Social desirability is important enough for consumers to ignore that battery-powered technology is currently more expensive than internal combustion engines, Kapitany said.
It may take until the middle of the next decade for the cost of electric vehicles, or EVs, and internal combustion engine technology to reach parity, according to Bloomberg NEF. Though EV sales have surged, they still make up only about 3 percent of all new cars sold globally but will rise to 55 percent by 2040.
Kapitany estimates 1.2 million to 1.5 million electric cars will be added this year to the 3.5 million on the road as of end-2017. Tax incentives offered to EV buyers in some countries, as well as regulatory moves to lower carbon emissions, add to their attraction, he said.
Brent crude’s recent surge to over $80 a barrel fueled expectations of an increase in demand for electric and hybrid cars to market. Prices have since dropped to about $60, bringing down gasoline with it and making cars that run on the fuel more economical.

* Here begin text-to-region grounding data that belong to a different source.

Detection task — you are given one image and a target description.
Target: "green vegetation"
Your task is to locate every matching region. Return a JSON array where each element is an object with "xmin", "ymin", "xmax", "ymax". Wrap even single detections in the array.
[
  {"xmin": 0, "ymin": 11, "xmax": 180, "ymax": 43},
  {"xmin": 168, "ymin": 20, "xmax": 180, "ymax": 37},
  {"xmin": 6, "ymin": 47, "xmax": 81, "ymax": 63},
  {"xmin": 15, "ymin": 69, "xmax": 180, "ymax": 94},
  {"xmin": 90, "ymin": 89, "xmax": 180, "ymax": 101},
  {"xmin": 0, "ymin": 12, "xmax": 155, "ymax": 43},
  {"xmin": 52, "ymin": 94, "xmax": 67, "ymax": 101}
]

Shell, Europe’s largest oil company by market value, is positioning itself to gain from the demand for EVs. Last year it bought Europe’s largest charging provider NewMotion and agreed with IONITY — a Munich-based venture between BMW Group, Daimler AG, Ford Motor Co. and Volkswagen AG — to expand the business.

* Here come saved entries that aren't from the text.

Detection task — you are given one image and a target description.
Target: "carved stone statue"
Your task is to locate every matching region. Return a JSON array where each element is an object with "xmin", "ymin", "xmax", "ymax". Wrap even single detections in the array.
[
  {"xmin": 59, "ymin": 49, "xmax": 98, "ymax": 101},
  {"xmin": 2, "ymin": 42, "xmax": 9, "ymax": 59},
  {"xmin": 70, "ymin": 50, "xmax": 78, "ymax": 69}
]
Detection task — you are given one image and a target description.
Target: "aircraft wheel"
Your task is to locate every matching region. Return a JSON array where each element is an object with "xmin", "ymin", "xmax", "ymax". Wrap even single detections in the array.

Here are a some of Shell’s plans:
It wants to have 100 EV-charging stations in Europe with IONITY by the end of next year from the two sites they currently operate in Austria and France.
“We are going to be giving our customers the ability to fill up their cars in five minutes,” Kapitany said. Rapid-charging technologies will change the behavior of EV customers at fuel-retail forecourts, so they will need to improve their convenience-store offering.
“Currently, they spend an average 17 minutes at our service stations and buy double of what an internal-combustion car customer would buy,” he said, referring to purchases from convenience stores.
Forecourts of the future will likely have “more non-fuel services in the front — a convenience store, restaurant, battery-charging, battery-changing and car-sharing services.”“It’ll be far more a mobility service center than a petrol station,” Kapitany said.